Comparison of Data Types of Several Surveillance Systems
Surveillance System | CC Free Text | Symp Survey | CC ICD-9 | DxICD-9 | Age | Gender | Date Time | Visit Site | Arrival Mode* | Disposition† | Geo Code or Address | Other‡ |
---|---|---|---|---|---|---|---|---|---|---|---|---|
Bergen County, New Jersey | X | X | X | X | X | X | City | |||||
Children's Hospital Boston | X | X | X | X | X | 1 | ||||||
Denver Public Health | X | X | X | X | X | X | X | X | 2 | |||
Dept. of Defense/GEIS | X | X | X | X | X | X | X | 3 | ||||
Los Alamos/U. New Mexico5 | X | X | X | X | X | Zip | 4 | |||||
Regenstrief/Indiana U. | X | X | X | X | X | X | X | 5 | ||||
Seattle–King County/ U. Washington | X | X | X | X | X | X | X | X | Zip | 6 | ||
U. Pittsburgh | X | X | X | X | X | X | X | Zip | 7 |
notes: The surveillance systems are identified by the organization(s) responsible for their development— Bergen County Department of Health Services, New Jersey; Children's Hospital Boston, Massachusetts; Denver Public Health Department, Department of Defense, Global Emerging Infections System, Johns Hopkins Applied Physics Laboratory, George Washington University, and Carnegie Mellon University; Los Alamos National Laboratories, University of New Mexico, and New Mexico State Department of Health; Regenstrief Institute and Indiana University School of Medicine; Public Health–Seattle & King County and University of Washington; University of Pittsburgh.
abbreviations: CC indicates chief complaint; Dx, diagnoses; H, home; W, work.
*Paramedic or walk-in, for example.
†Admitted to hospital or returned home, for example.
‡Numbered notes: 1, Presenting complaint coded internally, patients' symptoms in free text. 2, Structured symptoms, computer-assisted phone triage protocols. 3, Provider seen, home zip, site zip, date only (no time included), longitudinal follow-up capability (source: Kelley P, Walter Reed Army Institute of Research, personal communication; Feb 5, 2002.) 4, Home and work zip codes, provider seen, occupation. (additional source: Brillman J, University of New Mexico, personal communication; Feb 6, 2002.) 5, Variable by location—laboratory results, radiographic study reports, vital signs, encounter data, procedures, images, electrocardiograms, notes, adding inpatient medications, surgical notes, surgical pathology, tumor registry. 6, Emergency medical services dispatch, hazardous material calls. 7, Orders, cultures, x-rays, laboratory results, dictations, home and work zips.
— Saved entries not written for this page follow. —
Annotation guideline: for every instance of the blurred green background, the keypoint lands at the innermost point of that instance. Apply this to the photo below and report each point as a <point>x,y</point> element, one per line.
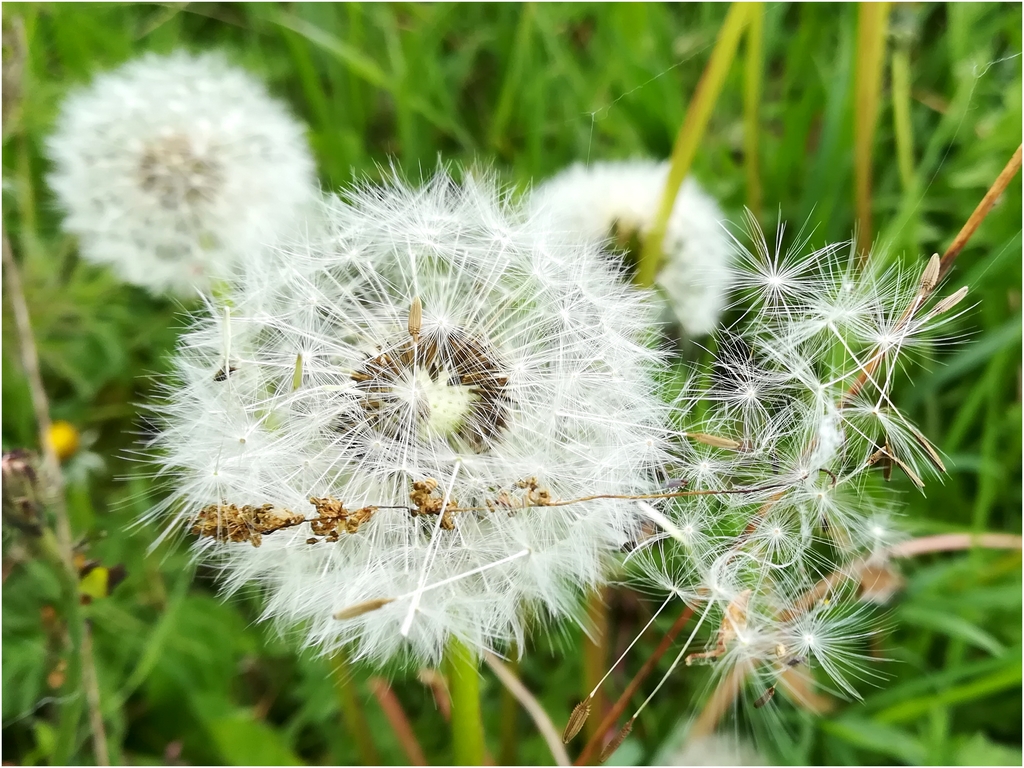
<point>525,89</point>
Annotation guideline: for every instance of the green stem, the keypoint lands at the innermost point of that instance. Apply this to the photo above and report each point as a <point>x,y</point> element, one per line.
<point>595,657</point>
<point>690,133</point>
<point>508,752</point>
<point>872,22</point>
<point>351,712</point>
<point>753,78</point>
<point>464,686</point>
<point>901,116</point>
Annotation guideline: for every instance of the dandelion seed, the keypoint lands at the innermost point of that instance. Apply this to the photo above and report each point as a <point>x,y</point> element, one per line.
<point>577,720</point>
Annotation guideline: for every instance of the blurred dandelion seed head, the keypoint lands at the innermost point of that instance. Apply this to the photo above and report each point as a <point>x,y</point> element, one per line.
<point>174,169</point>
<point>622,199</point>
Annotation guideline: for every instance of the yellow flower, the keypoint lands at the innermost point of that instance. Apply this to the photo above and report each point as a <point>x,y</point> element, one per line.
<point>65,438</point>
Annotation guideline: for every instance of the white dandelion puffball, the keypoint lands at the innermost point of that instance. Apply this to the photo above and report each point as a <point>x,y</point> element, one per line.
<point>448,372</point>
<point>621,199</point>
<point>172,169</point>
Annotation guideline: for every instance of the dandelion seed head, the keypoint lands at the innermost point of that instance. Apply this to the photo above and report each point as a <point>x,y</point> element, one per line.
<point>173,169</point>
<point>467,354</point>
<point>622,199</point>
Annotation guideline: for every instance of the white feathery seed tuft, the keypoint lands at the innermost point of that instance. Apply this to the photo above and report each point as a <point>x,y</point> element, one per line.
<point>792,434</point>
<point>438,357</point>
<point>172,169</point>
<point>621,200</point>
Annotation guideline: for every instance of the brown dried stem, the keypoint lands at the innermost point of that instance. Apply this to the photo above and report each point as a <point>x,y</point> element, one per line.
<point>531,706</point>
<point>946,262</point>
<point>398,721</point>
<point>55,489</point>
<point>624,700</point>
<point>998,186</point>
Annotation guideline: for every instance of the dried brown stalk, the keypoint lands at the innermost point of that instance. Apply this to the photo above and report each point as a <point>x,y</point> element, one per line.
<point>397,719</point>
<point>624,700</point>
<point>51,465</point>
<point>531,706</point>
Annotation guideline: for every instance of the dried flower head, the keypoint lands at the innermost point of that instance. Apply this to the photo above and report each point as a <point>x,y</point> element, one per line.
<point>440,364</point>
<point>171,169</point>
<point>620,200</point>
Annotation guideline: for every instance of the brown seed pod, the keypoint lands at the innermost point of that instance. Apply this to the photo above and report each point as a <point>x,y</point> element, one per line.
<point>580,714</point>
<point>764,697</point>
<point>614,743</point>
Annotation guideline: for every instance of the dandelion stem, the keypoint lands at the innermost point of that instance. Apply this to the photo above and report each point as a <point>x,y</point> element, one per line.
<point>398,721</point>
<point>351,711</point>
<point>690,133</point>
<point>960,242</point>
<point>630,646</point>
<point>998,186</point>
<point>675,663</point>
<point>595,652</point>
<point>467,723</point>
<point>753,79</point>
<point>532,708</point>
<point>508,750</point>
<point>871,23</point>
<point>64,547</point>
<point>594,743</point>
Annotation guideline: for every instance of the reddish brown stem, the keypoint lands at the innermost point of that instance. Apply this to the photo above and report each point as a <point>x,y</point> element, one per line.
<point>594,744</point>
<point>998,186</point>
<point>960,242</point>
<point>399,722</point>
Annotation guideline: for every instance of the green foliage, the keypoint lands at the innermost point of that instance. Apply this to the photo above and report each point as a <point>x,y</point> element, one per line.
<point>524,89</point>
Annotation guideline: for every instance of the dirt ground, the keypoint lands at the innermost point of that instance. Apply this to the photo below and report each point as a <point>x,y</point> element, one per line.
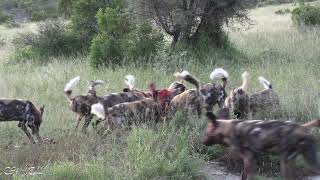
<point>215,171</point>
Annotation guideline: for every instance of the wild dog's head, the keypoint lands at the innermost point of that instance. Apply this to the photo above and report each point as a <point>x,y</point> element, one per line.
<point>239,102</point>
<point>213,94</point>
<point>215,132</point>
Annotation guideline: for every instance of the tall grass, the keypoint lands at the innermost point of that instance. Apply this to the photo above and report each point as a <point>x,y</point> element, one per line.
<point>288,57</point>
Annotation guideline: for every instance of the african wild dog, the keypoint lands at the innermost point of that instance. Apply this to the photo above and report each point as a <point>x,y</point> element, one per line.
<point>166,94</point>
<point>25,112</point>
<point>261,105</point>
<point>152,107</point>
<point>206,96</point>
<point>81,104</point>
<point>252,138</point>
<point>129,113</point>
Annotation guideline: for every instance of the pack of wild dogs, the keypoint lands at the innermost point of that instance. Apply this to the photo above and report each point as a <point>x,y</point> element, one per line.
<point>250,133</point>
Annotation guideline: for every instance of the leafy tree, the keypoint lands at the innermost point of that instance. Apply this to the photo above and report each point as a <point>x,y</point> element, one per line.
<point>190,20</point>
<point>82,14</point>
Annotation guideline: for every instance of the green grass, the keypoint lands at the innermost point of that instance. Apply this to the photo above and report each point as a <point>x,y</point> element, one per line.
<point>273,48</point>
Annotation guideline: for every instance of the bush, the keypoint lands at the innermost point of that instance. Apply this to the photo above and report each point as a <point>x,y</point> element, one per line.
<point>145,41</point>
<point>52,39</point>
<point>83,18</point>
<point>119,39</point>
<point>4,17</point>
<point>306,15</point>
<point>282,11</point>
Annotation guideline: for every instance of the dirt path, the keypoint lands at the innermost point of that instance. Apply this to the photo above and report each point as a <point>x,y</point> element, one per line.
<point>216,171</point>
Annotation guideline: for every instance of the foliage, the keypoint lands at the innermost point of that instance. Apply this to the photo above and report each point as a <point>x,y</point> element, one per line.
<point>186,21</point>
<point>4,17</point>
<point>119,39</point>
<point>306,14</point>
<point>282,11</point>
<point>52,39</point>
<point>273,2</point>
<point>83,21</point>
<point>34,10</point>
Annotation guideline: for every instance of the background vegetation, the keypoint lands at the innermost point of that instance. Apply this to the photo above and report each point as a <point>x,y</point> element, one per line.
<point>37,65</point>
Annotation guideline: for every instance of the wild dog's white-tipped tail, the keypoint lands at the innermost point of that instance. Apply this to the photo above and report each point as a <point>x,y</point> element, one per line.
<point>266,84</point>
<point>95,83</point>
<point>71,84</point>
<point>245,81</point>
<point>219,73</point>
<point>98,110</point>
<point>185,75</point>
<point>130,81</point>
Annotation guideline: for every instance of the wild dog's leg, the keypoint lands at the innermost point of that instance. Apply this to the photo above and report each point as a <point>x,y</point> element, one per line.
<point>286,167</point>
<point>23,126</point>
<point>310,155</point>
<point>79,117</point>
<point>199,111</point>
<point>87,121</point>
<point>96,123</point>
<point>249,162</point>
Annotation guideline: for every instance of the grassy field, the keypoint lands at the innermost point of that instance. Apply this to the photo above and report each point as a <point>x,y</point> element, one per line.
<point>273,47</point>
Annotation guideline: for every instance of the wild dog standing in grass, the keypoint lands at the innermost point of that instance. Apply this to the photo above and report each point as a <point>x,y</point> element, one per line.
<point>162,96</point>
<point>81,104</point>
<point>25,112</point>
<point>174,89</point>
<point>262,105</point>
<point>215,93</point>
<point>194,100</point>
<point>252,138</point>
<point>128,113</point>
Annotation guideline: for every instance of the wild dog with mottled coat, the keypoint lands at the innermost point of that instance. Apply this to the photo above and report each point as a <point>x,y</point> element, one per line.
<point>163,96</point>
<point>81,104</point>
<point>262,105</point>
<point>193,101</point>
<point>128,113</point>
<point>252,138</point>
<point>25,112</point>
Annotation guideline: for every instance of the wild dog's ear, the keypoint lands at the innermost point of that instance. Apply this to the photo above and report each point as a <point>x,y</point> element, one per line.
<point>212,118</point>
<point>41,110</point>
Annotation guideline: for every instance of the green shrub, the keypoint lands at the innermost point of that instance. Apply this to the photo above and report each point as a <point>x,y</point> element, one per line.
<point>52,39</point>
<point>145,41</point>
<point>282,11</point>
<point>4,17</point>
<point>306,15</point>
<point>83,19</point>
<point>119,39</point>
<point>34,10</point>
<point>105,50</point>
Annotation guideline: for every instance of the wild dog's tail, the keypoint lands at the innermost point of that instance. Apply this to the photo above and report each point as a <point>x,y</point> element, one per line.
<point>265,83</point>
<point>98,110</point>
<point>245,81</point>
<point>95,83</point>
<point>314,123</point>
<point>220,73</point>
<point>70,85</point>
<point>211,117</point>
<point>130,81</point>
<point>185,75</point>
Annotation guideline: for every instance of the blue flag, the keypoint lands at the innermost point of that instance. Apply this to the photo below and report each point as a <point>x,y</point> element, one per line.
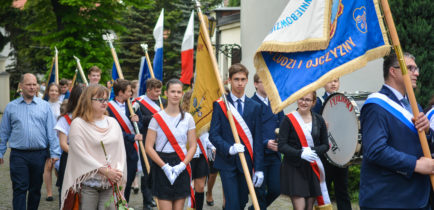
<point>356,36</point>
<point>158,57</point>
<point>115,76</point>
<point>52,77</point>
<point>144,75</point>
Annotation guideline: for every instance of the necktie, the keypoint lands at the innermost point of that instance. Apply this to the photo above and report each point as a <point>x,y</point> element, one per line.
<point>406,104</point>
<point>239,107</point>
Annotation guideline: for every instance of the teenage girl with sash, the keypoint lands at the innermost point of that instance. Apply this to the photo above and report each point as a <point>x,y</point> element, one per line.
<point>199,163</point>
<point>170,130</point>
<point>302,137</point>
<point>52,97</point>
<point>62,128</point>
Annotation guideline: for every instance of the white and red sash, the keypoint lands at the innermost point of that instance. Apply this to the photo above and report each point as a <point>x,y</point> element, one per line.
<point>306,140</point>
<point>148,103</point>
<point>122,120</point>
<point>202,149</point>
<point>242,128</point>
<point>167,129</point>
<point>68,119</point>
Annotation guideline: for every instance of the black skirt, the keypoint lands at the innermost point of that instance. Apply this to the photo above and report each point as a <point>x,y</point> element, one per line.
<point>161,187</point>
<point>199,167</point>
<point>212,170</point>
<point>299,181</point>
<point>62,167</point>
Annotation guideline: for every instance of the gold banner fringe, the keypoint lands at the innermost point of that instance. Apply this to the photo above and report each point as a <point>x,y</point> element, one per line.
<point>276,102</point>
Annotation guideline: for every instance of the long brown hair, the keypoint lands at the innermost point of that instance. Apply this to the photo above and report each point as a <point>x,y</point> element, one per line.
<point>84,109</point>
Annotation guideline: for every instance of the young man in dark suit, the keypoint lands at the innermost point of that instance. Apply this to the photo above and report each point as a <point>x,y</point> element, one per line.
<point>270,189</point>
<point>118,109</point>
<point>148,104</point>
<point>336,175</point>
<point>227,160</point>
<point>394,173</point>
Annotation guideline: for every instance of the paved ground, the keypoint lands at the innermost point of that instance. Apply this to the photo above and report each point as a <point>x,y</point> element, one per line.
<point>135,199</point>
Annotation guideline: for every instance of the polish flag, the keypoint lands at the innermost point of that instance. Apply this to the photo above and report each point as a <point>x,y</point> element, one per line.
<point>187,52</point>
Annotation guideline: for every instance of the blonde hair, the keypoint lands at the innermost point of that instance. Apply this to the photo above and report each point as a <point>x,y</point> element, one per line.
<point>84,108</point>
<point>186,101</point>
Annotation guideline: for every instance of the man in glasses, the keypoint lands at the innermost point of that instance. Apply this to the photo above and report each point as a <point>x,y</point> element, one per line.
<point>118,109</point>
<point>394,173</point>
<point>28,125</point>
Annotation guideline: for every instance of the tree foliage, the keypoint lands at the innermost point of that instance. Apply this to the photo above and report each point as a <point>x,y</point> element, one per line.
<point>414,23</point>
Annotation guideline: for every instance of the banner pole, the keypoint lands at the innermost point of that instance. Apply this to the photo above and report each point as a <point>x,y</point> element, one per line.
<point>56,67</point>
<point>109,38</point>
<point>229,113</point>
<point>151,70</point>
<point>80,69</point>
<point>406,77</point>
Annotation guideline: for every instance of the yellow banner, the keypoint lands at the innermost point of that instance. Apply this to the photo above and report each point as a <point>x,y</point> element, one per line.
<point>206,89</point>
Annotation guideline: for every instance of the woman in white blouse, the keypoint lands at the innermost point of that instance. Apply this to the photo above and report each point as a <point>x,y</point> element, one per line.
<point>171,179</point>
<point>52,95</point>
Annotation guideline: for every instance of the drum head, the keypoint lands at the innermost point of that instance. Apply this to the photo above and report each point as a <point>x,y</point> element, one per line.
<point>343,129</point>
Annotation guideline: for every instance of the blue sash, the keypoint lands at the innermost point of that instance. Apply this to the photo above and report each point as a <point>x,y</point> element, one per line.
<point>393,108</point>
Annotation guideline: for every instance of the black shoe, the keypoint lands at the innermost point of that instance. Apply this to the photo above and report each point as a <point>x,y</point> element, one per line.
<point>210,203</point>
<point>153,204</point>
<point>147,207</point>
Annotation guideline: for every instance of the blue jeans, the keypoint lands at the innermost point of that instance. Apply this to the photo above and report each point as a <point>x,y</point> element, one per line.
<point>235,189</point>
<point>26,169</point>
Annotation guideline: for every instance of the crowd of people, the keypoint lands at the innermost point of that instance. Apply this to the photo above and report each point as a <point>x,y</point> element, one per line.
<point>94,146</point>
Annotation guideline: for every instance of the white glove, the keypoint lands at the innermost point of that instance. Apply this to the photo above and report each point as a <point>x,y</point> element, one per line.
<point>168,170</point>
<point>178,169</point>
<point>258,178</point>
<point>236,148</point>
<point>308,154</point>
<point>196,154</point>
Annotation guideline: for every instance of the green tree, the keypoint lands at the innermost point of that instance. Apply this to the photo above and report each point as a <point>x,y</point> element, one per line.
<point>414,23</point>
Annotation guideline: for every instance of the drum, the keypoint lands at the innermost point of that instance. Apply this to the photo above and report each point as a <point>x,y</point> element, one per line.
<point>341,113</point>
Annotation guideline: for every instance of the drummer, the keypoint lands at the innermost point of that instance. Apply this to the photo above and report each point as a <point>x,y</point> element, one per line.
<point>334,174</point>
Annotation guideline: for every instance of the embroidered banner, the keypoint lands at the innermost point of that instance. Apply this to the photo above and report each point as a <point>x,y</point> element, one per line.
<point>357,35</point>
Several CDC criteria, although important, were difficult to apply to these systems, because they are in early stages of system development; others could be applied equally to all systems, given the common focus on bioterrorism. For instance, these systems share a common purpose and intended utility for early detection of intentional outbreaks and to varying extents address the need for tactical communication once an outbreak is identified. Issues of case definition and patient privacy/data confidentiality remain largely unresolved as our society at large grapples with the implications of this new threat.
System Descriptions
These systems differ in many respects, including history, funding, implementation, and methodologies used to collect and analyze data. Although they have evolved independently, these systems display striking similarities in the types of data they collect and in their overall system architectures.
Each project description begins with a discussion of the organizational home of the project, funding, and legal issues or operational agreements. If applicable, “Scope” addresses the covered population and reporting sources. “Data Collection” describes data elements and timeliness of data. “Design” includes descriptions of how data are collected, where they are stored, and how security and reliability issues are addressed. “Data Analysis” describes the user interface for accessing the data, the algorithms to interpret the data, and dissemination of the results of the algorithms. For each system, there is also a “Lessons Learned” section.
Bergen County, New Jersey
The Bergen County (New Jersey) Department of Health Services has implemented a county-wide system. System development has taken place for about 1 year, with substantial acceleration since Sep 12, 2001.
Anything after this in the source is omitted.